Environmental Scientist in Italy: FAQs

  • How much does an environmental scientist make per month in Italy?

    An environmental scientist in Italy earns about 6,198 EUR a month before tax, based on an annual average of 74,380 EUR.

  • What's the salary range for an environmental scientist in Italy?
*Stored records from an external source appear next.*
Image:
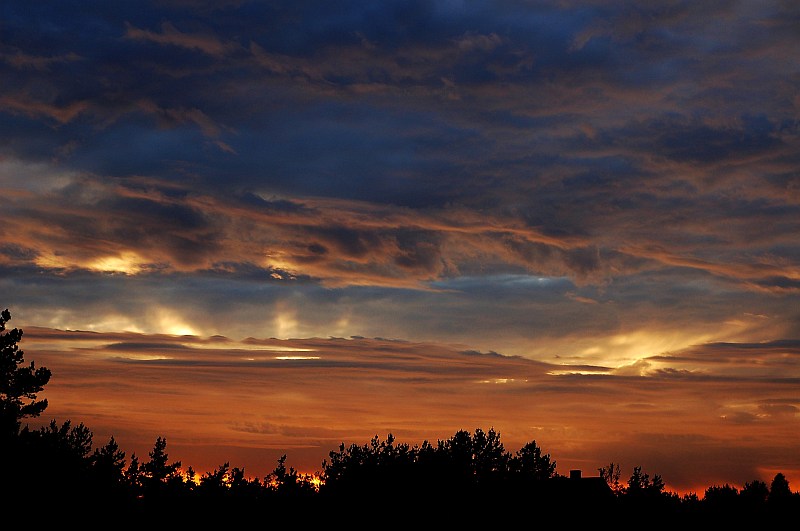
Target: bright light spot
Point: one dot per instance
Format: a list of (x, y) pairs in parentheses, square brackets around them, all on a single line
[(145, 357), (285, 321), (567, 372), (169, 323), (127, 262)]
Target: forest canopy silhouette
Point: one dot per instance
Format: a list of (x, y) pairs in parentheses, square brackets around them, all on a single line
[(469, 476)]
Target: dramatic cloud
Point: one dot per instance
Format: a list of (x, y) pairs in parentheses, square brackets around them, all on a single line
[(605, 195)]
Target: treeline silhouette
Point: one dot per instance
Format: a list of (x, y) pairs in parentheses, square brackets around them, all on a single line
[(469, 479)]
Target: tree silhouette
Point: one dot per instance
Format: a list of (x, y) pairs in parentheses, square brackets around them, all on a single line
[(18, 384)]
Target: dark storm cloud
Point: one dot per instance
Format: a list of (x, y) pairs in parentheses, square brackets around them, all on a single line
[(610, 187)]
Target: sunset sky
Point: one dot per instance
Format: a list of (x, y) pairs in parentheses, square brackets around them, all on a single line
[(267, 228)]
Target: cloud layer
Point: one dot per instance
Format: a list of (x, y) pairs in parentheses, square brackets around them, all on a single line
[(570, 185)]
    Entry-level environmental scientists in Italy start near 38,260 EUR. Top-end pay reaches around 115,940 EUR. The middle 50% of earners sit between 50,660 and 97,460 EUR.

  • Is the median environmental scientist salary in Italy higher or lower than the average?

    The median is 78,940 EUR, higher than the average of 74,380 EUR. Half of environmental scientists in Italy earn below the median, half earn above it.

  • What's the gender pay gap for environmental scientists in Italy?

    Men working as an environmental scientist in Italy earn around 10% more than women on average (78,500 vs 71,400 EUR a year).

  • Do environmental scientists in Italy get bonuses?

    About 59% of environmental scientists in Italy reported a bonus in the past 12 months. Reported bonuses ranged from 3% to 6% of base salary.

  • Do environmental scientists earn more in the public or private sector in Italy?

    In Italy, the public sector pays an environmental scientist about 5% more on average. Public-sector pay tends to be steadier; private-sector pay tends to offer bigger upside.

  • How often do environmental scientists in Italy get a pay raise?

    An environmental scientist in Italy sees a raise of around 12% every 20 months, equivalent to roughly 7% a year.